SETTING THE RECORD STRAIGHT
Another common misconception about Spanish moss – it doesn’t actually kill trees! It takes nothing from the tree. Although, it can get heavy and cause some damage with its weight, especially after a rain shower.
Spanish Moss is sensitive to air pollution and is said to not grow well in areas where pollution is significant. So Spanish moss doesn’t need to be removed from the trees, and in fact plays an important ecological roll.
Many people also incorrectly believe that Spanish moss contains chiggers. After repeated attempts and experiments, entomologists have not found Chiggers in most Spanish moss. Chiggers are most commonly found in tall grasses.
**For those not native to the Lowcountry or the south…chiggers are extremely tiny pests that can only be seen through a hand lens or microscope. Their presence is usually made known by the extremely itchy welts they leave behind.
Spanish moss had many uses back in the day. In fact, during the civil war, Spanish moss was used as blankets and saddle pads. It was durable, waterproof, did not chafe horses, was breathable for the horses and was found in ABUNDANCE.
Spanish moss was used right up through the 1960’s as furniture stuffing, insulation, string, floor mats and many more everyday items!
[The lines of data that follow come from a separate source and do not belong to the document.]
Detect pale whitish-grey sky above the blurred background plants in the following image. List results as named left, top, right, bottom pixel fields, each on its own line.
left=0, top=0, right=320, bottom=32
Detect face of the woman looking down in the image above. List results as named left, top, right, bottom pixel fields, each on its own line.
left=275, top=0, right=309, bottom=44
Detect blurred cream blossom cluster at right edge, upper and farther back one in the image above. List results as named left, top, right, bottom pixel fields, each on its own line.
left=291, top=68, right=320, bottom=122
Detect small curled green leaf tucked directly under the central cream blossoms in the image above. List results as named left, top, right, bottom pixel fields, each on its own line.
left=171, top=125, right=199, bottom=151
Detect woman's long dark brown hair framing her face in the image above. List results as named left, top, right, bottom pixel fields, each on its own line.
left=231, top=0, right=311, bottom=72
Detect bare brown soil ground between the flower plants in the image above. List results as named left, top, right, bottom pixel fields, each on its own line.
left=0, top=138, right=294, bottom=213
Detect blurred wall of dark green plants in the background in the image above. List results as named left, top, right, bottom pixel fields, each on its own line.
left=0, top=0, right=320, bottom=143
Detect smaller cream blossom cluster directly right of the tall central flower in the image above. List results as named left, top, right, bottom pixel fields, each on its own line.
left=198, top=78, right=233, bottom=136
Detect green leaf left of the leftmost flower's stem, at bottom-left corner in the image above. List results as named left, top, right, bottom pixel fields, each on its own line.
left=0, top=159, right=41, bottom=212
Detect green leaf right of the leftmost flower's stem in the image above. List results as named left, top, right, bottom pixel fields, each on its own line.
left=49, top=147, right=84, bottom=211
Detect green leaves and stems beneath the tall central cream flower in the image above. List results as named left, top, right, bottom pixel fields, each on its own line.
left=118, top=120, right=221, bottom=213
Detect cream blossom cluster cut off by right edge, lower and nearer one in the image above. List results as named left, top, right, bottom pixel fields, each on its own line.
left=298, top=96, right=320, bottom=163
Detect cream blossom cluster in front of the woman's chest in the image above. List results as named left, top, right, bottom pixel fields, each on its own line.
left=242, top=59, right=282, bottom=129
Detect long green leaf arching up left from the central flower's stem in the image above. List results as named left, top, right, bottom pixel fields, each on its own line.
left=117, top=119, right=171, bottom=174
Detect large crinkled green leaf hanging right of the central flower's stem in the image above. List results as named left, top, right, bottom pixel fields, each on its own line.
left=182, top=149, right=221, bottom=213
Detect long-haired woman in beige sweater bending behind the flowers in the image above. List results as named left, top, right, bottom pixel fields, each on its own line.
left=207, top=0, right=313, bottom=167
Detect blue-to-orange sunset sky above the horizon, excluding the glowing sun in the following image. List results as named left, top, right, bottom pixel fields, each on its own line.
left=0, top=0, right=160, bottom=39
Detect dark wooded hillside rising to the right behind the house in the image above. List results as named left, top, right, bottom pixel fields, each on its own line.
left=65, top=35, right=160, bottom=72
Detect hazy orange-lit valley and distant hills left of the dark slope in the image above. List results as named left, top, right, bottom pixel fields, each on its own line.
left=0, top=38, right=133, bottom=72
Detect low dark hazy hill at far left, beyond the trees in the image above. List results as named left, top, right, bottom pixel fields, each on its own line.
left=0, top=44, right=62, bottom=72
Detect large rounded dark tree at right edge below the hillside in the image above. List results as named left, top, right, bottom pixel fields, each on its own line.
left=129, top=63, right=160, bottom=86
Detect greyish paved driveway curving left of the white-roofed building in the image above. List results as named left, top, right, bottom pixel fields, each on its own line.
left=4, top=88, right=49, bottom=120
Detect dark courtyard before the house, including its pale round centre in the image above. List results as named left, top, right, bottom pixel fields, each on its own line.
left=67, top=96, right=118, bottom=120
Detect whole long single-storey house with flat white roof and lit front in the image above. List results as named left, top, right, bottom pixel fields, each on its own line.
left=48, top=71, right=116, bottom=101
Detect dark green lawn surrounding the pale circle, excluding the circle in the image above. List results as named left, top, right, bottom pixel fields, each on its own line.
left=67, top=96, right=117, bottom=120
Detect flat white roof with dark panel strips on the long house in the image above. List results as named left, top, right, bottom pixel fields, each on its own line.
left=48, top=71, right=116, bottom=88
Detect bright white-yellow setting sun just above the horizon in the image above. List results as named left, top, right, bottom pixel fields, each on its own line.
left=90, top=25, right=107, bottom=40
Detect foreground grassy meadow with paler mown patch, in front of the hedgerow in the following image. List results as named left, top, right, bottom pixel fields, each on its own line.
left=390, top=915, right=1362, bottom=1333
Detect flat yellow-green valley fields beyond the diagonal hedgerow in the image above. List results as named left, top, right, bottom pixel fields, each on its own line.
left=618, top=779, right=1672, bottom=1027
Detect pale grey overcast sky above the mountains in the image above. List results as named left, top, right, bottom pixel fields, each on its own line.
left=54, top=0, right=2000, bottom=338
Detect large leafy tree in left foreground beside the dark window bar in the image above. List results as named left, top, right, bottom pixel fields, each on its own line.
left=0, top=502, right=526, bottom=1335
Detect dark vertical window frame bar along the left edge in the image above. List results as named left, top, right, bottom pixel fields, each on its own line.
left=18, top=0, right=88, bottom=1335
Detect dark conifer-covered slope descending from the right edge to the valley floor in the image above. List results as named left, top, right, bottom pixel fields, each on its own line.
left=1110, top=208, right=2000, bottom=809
Spanish moss has also proven useful to other creatures. Birds such as Warblers and Oriels often use it to build their nest. In addition, some snakes and bat species make their homes in Spanish moss.
This misunderstood centerpiece of Southern horticulture has gotten a bad rap but deserves to be defended. The next time you see Spanish moss magnificently draped on a majestic towering oak tree – don’t avoid it or plan to remove it. You should just enjoy the texture and beauty that it adds to the lovely scenery that surrounds you.